Perfect comfort food for a chilly evening. Slightly spicy lamb shanks, slow braised with vegetables.
Preheat the oven to 300 degrees F.
Pat the lamb shanks dry with paper towels and rub all over with garam masala. Season generously with salt and pepper.
Heat a large Dutch oven on the stovetop, then add 2 tablespoons of oil/ghee on medium heat and heat until shimmering. Add the lamb shanks and brown them on both sides, about 4 minutes per side.
Transfer the lamb to a plate and add the remaining 2 tablespoons of oil to the pot. Add the cubed daikon and eggplant, and the chopped onions. Sauté until the onions are tender, about 5 minutes. Stir in the broth, tomato paste, and red pepper flakes and bring the sauce to a boil.

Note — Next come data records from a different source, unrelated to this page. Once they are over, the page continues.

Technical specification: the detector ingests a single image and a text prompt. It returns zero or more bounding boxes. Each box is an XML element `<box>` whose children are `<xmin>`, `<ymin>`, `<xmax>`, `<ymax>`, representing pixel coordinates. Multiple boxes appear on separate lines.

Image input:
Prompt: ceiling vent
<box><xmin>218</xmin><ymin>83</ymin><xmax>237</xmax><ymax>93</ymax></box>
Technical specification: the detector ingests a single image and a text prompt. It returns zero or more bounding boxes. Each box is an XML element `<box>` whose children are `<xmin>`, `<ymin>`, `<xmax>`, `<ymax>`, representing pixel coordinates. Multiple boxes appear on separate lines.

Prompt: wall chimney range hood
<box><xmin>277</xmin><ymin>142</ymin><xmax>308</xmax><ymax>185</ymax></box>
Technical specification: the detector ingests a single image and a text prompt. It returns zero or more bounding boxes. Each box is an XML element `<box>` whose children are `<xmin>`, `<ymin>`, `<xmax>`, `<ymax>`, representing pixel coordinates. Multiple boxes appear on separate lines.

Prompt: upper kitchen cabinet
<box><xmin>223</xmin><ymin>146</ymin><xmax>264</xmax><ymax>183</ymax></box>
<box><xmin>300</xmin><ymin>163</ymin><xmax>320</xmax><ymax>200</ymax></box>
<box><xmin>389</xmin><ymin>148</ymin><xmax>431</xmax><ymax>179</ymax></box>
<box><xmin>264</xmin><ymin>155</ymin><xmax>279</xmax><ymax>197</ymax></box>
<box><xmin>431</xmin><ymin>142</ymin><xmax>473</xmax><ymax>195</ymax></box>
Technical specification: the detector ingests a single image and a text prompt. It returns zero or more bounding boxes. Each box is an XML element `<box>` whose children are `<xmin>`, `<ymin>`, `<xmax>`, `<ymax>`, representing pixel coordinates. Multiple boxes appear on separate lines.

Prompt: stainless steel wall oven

Nestle the lamb shanks in the sauce and vegetables. Cover the pot and transfer it to the oven. Cook for 2 hours, turning the shanks over once, halfway through cooking. When done, the lamb shanks should be tender and the meat should easily come away from the bone.
Serve garnished with cilantro if desired. Store leftovers in a covered container in the refrigerator for up to 3 days.
When browning the lamb shanks, if your Dutch oven isn't large enough to accommodate all of them with a bit of room between them, do them in 2 batches.
I found that you can freeze the lamb shanks in the sauce.